Reputation: 43
Just a quick question.
I've a CSV, with a lot of columns. And I've 1 column named : Cuisine, with lot of values.
name,Cuisine
Real Talent Cafe,"Italian, American, Pizza, Mediterranean, European, Fusion"
Dogma,"International, Mediterranean, Barbecue, Spanish, Fusion"
Taberna El Callejon,"Mediterranean, European, Spanish"
Astor,"International, Mediterranean, European, Fusion"
La Gaditana Castellana,"Spanish, Seafood, International, Diner, Wine Bar"
I would like to make a new CSV from this CSV, with 2 columns : - Name - Cuisine (by splitting the 1st CSV)
This is the script I created, I select only the 2 columns how interest me : Name & Cuisine :
# -*- coding: utf-8 -*-
from itertools import chain
import numpy as np
import pandas as pd
df = pd.read_csv('res_madrid.csv', usecols=['name','Cuisine'])
items_count = df["Cuisine"].str.count(",") +1
pd.DataFrame({"name": np.repeat(df["name"], items_count),
"Cuisine": list(chain.from_iterable(df["Cuisine"].str.split(",")))})
and i get the following error :
Traceback (most recent call last):
File "<stdin>", line 1, in <module>
File "/usr/lib64/python3.6/site-packages/numpy/core/fromnumeric.py", line 471, in repeat
return _wrapfunc(a, 'repeat', repeats, axis=axis)
File "/usr/lib64/python3.6/site-packages/numpy/core/fromnumeric.py", line 56, in _wrapfunc
return getattr(obj, method)(*args, **kwds)
File "/usr/lib64/python3.6/site-packages/pandas/core/series.py", line 1157, in repeat
new_index = self.index.repeat(repeats)
File "/usr/lib64/python3.6/site-packages/pandas/core/indexes/base.py", line 862, in repeat
return self._shallow_copy(self._values.repeat(repeats))
ValueError: count < 0
Please note that if you do the test, copying the datas I shared you, it will work ... The issue appear when I load a CSV file containing more columns, and I use the "usecols" parameter.
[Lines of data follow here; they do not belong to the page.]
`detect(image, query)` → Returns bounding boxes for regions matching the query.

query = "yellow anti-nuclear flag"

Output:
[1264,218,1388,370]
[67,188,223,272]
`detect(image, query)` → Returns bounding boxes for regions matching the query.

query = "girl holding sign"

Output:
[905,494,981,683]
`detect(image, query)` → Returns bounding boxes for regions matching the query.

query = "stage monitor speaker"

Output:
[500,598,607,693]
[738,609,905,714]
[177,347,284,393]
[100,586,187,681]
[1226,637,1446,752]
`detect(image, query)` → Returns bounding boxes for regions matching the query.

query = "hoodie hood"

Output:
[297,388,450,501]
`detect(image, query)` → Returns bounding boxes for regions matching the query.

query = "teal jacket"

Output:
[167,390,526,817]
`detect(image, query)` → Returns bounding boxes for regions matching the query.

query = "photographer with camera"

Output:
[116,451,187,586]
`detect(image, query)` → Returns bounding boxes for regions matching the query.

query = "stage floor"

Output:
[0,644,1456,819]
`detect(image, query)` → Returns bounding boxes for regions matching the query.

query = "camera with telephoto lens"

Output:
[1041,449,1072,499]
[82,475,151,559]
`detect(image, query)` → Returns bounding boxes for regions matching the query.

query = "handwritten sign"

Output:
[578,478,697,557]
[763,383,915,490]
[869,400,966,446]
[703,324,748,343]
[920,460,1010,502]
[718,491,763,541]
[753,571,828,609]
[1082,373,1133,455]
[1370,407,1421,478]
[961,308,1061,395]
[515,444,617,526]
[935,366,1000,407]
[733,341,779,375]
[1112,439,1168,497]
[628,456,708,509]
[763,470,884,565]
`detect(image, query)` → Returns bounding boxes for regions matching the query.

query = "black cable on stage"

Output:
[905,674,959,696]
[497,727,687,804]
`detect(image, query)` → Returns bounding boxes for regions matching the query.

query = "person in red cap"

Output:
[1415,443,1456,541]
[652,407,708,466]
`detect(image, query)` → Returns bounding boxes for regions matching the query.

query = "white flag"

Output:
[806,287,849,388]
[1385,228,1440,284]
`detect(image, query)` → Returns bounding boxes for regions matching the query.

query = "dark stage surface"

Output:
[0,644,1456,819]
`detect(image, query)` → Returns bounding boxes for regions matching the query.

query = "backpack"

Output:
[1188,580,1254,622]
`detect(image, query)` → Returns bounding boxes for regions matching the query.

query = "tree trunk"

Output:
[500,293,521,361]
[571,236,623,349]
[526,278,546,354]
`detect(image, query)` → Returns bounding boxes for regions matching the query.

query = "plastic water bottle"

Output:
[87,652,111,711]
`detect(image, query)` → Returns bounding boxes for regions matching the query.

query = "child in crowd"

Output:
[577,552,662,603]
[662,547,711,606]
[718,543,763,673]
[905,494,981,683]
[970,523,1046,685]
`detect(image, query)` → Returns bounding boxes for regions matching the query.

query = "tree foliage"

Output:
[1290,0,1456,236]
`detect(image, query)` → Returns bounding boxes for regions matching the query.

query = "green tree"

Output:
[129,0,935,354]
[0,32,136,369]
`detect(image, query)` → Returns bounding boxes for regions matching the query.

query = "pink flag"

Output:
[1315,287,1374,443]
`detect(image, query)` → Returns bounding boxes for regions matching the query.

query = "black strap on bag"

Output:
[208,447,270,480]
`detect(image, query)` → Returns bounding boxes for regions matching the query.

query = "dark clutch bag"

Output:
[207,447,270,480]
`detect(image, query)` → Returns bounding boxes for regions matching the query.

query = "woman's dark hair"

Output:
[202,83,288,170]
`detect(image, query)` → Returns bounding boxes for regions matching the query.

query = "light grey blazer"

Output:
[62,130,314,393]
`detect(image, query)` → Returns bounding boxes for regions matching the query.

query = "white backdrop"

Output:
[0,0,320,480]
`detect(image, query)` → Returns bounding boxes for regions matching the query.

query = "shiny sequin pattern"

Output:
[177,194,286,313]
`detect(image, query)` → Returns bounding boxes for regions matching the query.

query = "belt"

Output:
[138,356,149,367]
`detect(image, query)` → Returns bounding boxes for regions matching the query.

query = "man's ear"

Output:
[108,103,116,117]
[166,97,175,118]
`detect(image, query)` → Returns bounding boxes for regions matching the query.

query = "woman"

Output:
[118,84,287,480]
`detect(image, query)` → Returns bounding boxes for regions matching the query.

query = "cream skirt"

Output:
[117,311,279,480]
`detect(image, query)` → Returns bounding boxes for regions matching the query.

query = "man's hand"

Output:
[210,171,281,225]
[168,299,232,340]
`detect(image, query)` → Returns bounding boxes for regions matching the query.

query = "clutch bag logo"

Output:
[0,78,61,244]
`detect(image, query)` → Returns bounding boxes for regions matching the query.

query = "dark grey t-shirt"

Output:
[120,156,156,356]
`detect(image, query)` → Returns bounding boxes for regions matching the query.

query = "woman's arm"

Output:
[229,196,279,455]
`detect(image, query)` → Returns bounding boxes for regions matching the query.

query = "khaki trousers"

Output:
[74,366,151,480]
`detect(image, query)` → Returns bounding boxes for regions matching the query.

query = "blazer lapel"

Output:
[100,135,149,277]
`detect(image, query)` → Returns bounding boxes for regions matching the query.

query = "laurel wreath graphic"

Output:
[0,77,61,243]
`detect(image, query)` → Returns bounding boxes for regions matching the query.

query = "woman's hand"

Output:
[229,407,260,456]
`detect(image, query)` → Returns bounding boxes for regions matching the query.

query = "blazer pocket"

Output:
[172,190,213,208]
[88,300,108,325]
And the expected result is the following :
name Cuisine
0 Real Talent Cafe Italian
0 Real Talent Cafe American
0 Real Talent Cafe Pizza
0 Real Talent Cafe Mediterranean
0 Real Talent Cafe European
0 Real Talent Cafe Fusion
1 Dogma International
1 Dogma Mediterranean
1 Dogma Barbecue
1 Dogma Spanish
1 Dogma Fusion
2 Taberna El Callejon Mediterranean
2 Taberna El Callejon European
2 Taberna El Callejon Spanish
3 Astor International
3 Astor Mediterranean
3 Astor European
3 Astor Fusion
4 La Gaditana Castellana Spanish
4 La Gaditana Castellana Seafood
4 La Gaditana Castellana International
4 La Gaditana Castellana Diner
4 La Gaditana Castellana Wine Bar
Edit : The error come because I've null values en column Cuisine. How I can avoid that ?
Thanks for your help :) Regards Alexandre
Upvotes: 1
Views: 114
Reputation: 1286
If you want a solution without apply
and list comprehesion you can do this:
pd.DataFrame(df.Cuisine.str.split(',').values.tolist(), index=df.Name)\
.stack().reset_index().drop('level_1', axis=1)
Upvotes: 0
Reputation: 36
How about this
pd.concat([Series(row['name'], row['Cuisine'].split(','))
for index, row in df.iterrows()]).reset_index()
Then you just have to rename the columns
Upvotes: 1
Reputation: 3770
data = pd.read_csv(#path to txt file)
data
name Cuisine
0 Real Talent Cafe Italian, American, Pizza, Mediterranean, Europ...
1 Dogma International, Mediterranean, Barbecue, Spanis...
2 Taberna El Callejon Mediterranean, European, Spanish
3 Astor International, Mediterranean, European, Fusion
4 La Gaditana Castellana Spanish, Seafood, International, Diner, Wine Bar
Use
data.set_index('name')['Cuisine'].apply(lambda x: x.split(',')).apply(pd.Series).stack().reset_index().drop('level_1', axis=1)
data.columns = ['name', 'cusisine']
Output
data.head()
name cusisine
0 Real Talent Cafe Italian
1 Real Talent Cafe American
2 Real Talent Cafe Pizza
3 Real Talent Cafe Mediterranean
4 Real Talent Cafe European
Upvotes: 1